İstanbul Türkiye’nin en kozmopolit şehridir. Türkiye’nin her tarafından kopup gelmiş insanların yanı sıra kendini bu vatanın evladı olarak gören azınlıklara, farklı etnik kökenlere sahip halklara da yüzyıllardır ev sahipliği yapmıştır. Dolayısıyla panoramik bir insan mozağine sahiptir. Hele ki Cihangir semti bu durumun en renkli, en marjinal ve aynı zamanda da insanların en barışçıl atmosferde ve hoşgörü ortamında yaşadıkları ayrı bir cumhuriyet gibidir. Her ne kadar değişen, dejenere olan ve yozlaşan yeni dünya düzeni İstanbul’u kirletse de; farklı kültür, din ve geleneklere sahip Cihangir sakinlerinin birlikte huzur, sevgi ve saygı çerçevesinde yaşaması, tarihi dokusuna, yerleşik kültürüne sahip çıkması; romanım için vazgeçilmez bir ortam sundu…

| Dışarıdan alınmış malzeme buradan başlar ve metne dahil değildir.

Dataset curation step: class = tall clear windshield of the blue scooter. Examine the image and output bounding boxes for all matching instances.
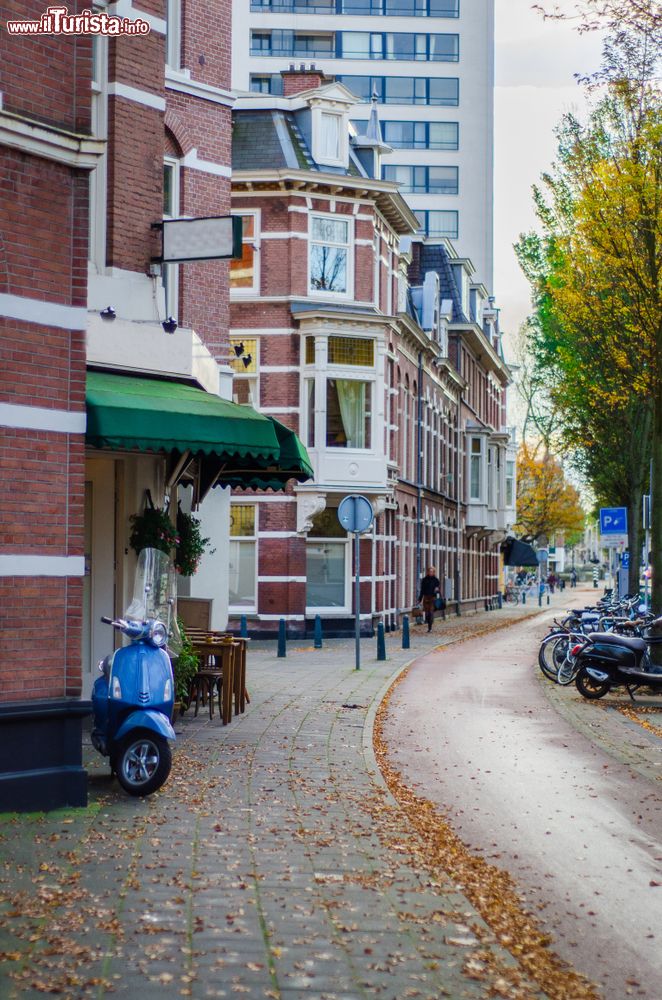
[124,549,181,653]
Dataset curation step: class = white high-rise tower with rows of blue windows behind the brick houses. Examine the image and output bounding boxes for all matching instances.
[232,0,494,289]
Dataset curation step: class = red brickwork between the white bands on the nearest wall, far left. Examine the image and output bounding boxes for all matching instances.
[0,19,92,702]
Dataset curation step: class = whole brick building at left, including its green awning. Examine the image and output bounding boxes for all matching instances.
[0,0,312,809]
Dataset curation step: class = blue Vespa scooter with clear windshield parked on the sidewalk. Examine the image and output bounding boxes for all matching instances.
[92,549,181,795]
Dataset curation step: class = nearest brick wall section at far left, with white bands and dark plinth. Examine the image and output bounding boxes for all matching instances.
[0,0,102,808]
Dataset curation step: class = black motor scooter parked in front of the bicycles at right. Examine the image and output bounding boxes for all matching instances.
[572,618,662,701]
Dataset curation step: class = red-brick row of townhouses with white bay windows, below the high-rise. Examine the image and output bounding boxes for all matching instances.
[230,67,514,634]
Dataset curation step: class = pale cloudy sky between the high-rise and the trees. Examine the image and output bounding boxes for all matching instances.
[494,0,600,344]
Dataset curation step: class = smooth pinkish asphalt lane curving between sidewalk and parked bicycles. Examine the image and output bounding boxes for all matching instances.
[383,600,662,1000]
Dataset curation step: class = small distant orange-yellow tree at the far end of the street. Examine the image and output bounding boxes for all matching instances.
[515,444,585,542]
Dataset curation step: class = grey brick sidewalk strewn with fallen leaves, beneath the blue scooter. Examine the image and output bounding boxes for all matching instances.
[0,606,560,1000]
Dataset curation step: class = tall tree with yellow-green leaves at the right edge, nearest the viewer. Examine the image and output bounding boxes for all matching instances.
[517,25,662,608]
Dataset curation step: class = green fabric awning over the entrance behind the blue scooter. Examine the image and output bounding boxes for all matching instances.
[86,372,313,489]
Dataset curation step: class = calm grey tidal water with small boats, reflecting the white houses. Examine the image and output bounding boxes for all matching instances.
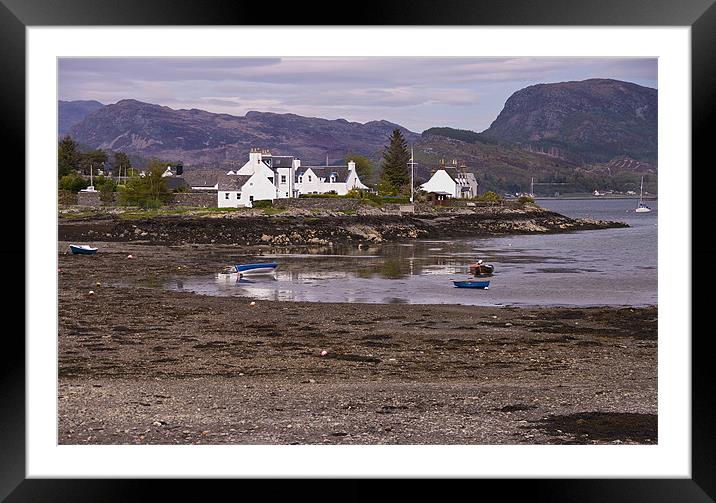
[165,199,658,306]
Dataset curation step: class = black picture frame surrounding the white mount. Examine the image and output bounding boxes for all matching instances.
[0,0,716,503]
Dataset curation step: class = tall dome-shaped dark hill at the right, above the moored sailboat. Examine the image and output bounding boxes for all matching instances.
[482,79,658,163]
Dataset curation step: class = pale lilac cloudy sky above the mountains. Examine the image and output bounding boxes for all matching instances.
[58,57,657,133]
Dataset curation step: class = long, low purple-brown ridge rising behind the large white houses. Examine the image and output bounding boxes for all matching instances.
[70,100,418,164]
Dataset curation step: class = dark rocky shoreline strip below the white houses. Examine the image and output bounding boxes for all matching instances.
[58,207,627,246]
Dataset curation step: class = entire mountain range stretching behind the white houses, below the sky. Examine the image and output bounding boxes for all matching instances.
[58,79,657,195]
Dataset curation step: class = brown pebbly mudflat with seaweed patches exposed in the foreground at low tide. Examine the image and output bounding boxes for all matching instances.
[58,241,657,444]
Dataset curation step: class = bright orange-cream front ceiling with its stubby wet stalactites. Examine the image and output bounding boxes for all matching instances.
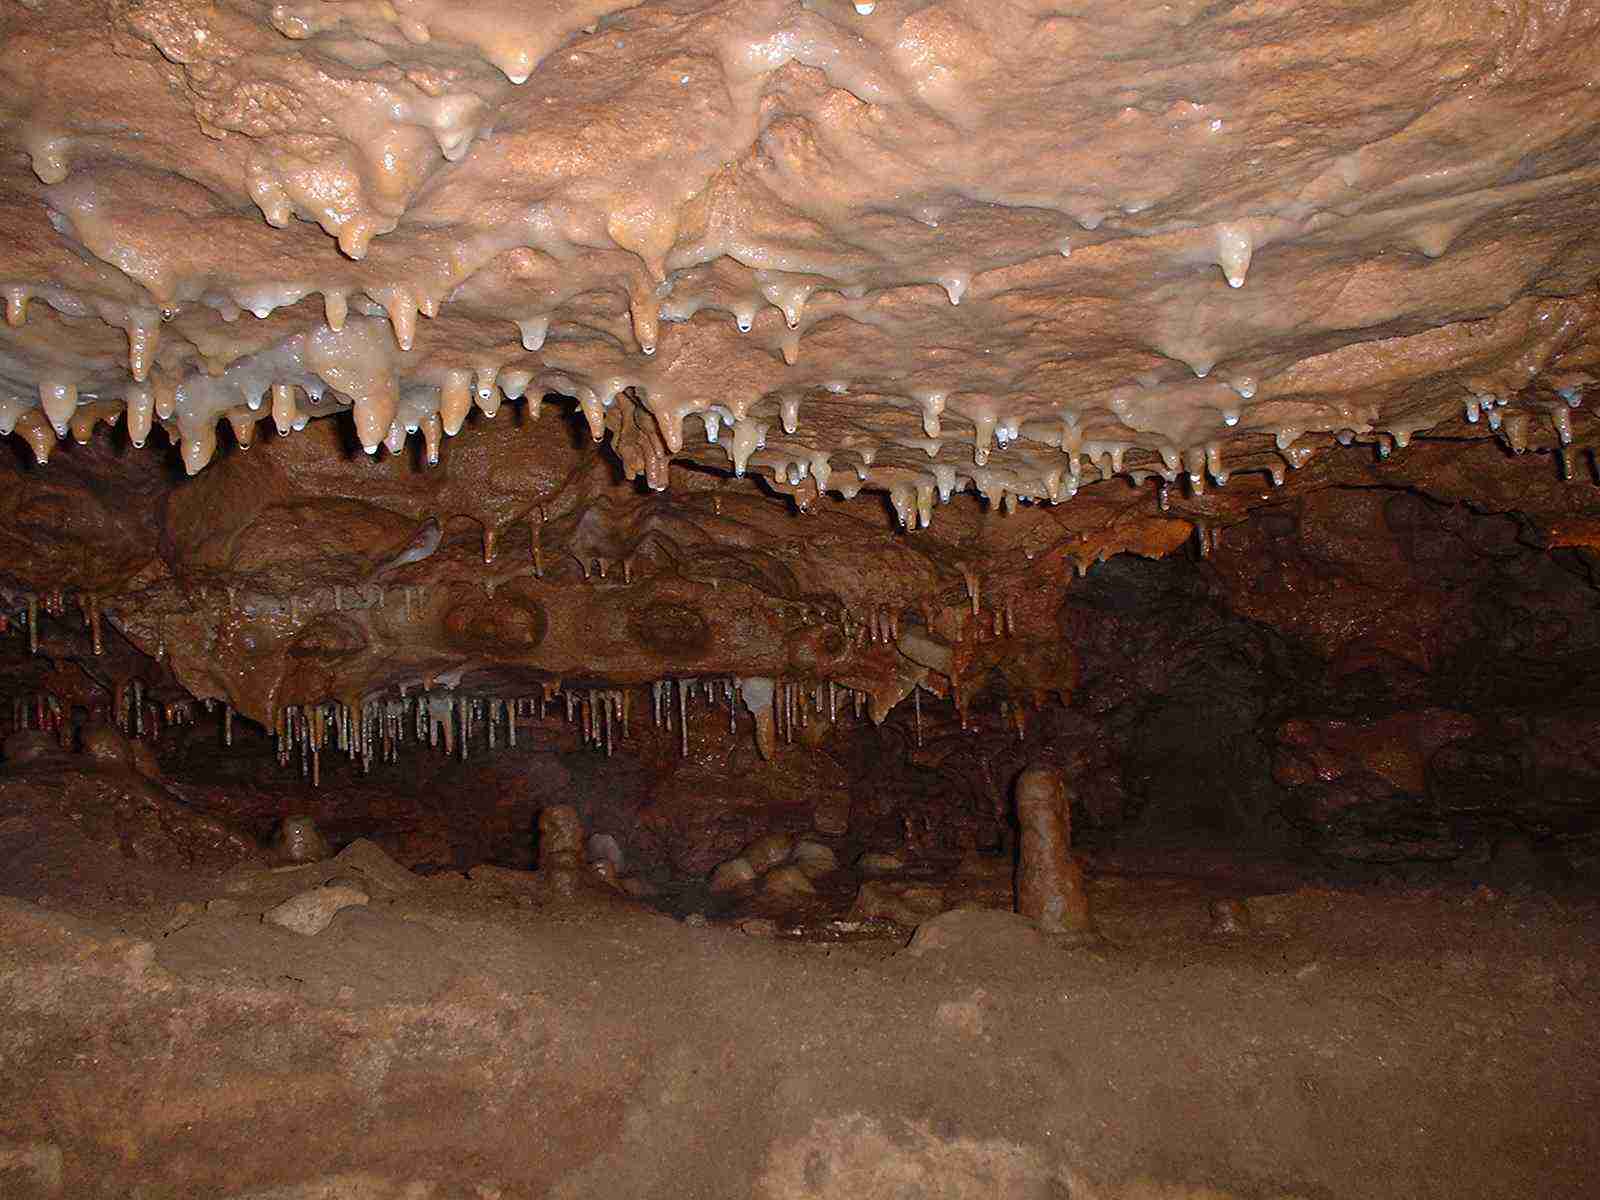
[0,0,1600,528]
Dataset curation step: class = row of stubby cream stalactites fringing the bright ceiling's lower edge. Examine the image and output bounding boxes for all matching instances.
[0,289,1582,530]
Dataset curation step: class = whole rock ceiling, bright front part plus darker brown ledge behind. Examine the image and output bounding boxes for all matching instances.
[0,0,1600,778]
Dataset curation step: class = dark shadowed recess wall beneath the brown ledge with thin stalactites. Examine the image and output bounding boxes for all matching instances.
[9,488,1600,878]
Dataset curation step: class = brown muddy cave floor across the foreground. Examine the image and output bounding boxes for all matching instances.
[0,762,1600,1200]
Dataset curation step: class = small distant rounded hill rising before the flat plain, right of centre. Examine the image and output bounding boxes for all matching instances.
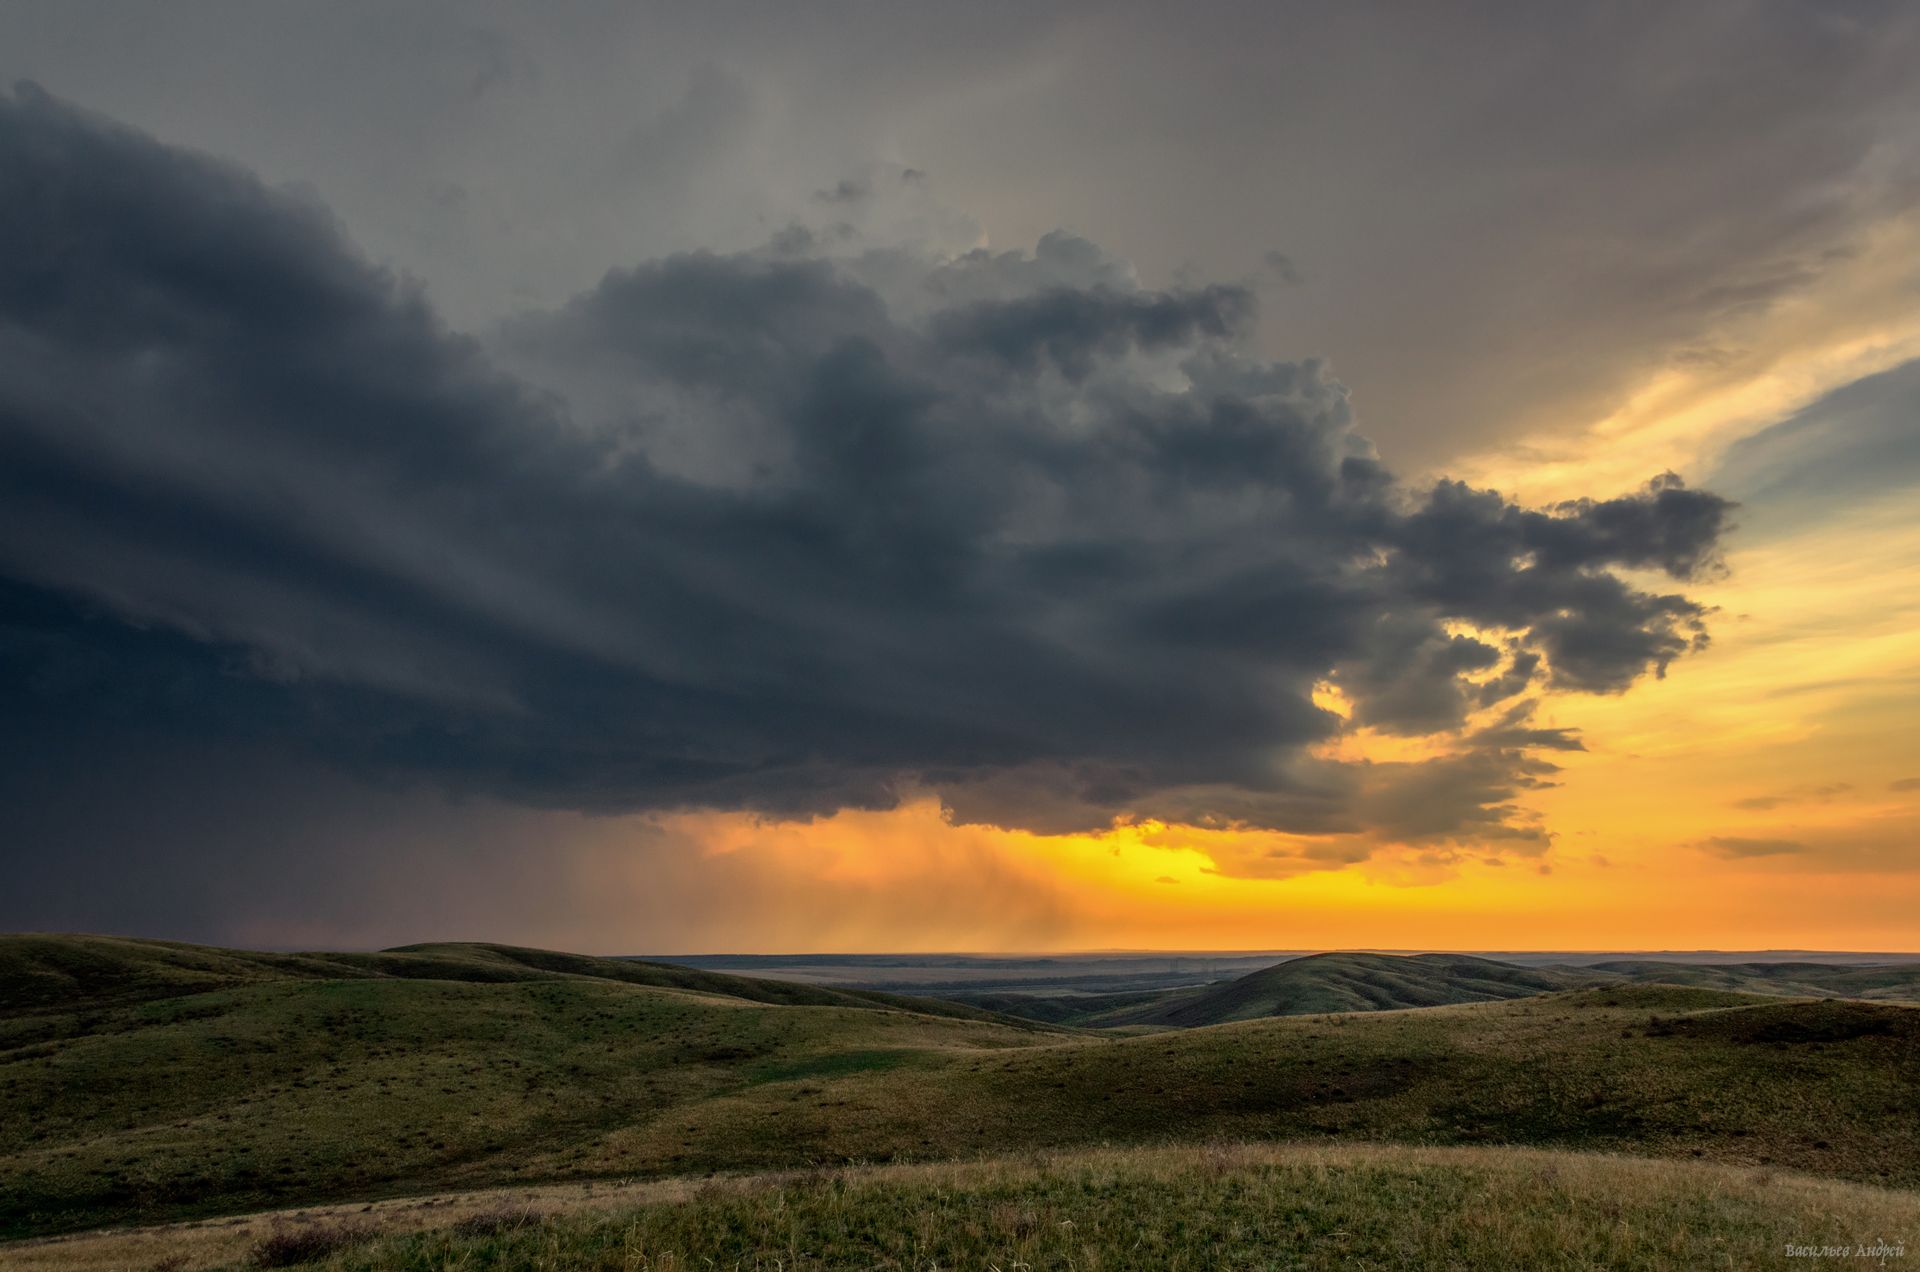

Her biri farklı çocukluk travmalarına sahip karakterlerin kesişim yerlerinin İstanbul-Cihangir olması ve her birinin farklı etnik köken ve bölgelerden İstanbul’a göç ederek günümüzdeki kimlikleriyle birbirleriyle etkileştikleri bir dünya kurmaları ancak böyle bir yerde mümkün olabilirdi. İstanbul’un tarihi ve Cihangir’in ruhu bu hikayeyi yaratmaya ve canlanan karakterleri sokaklarında yaşatmaya fırsat verdi.
Değerli sorularınız için teşekkür ederim.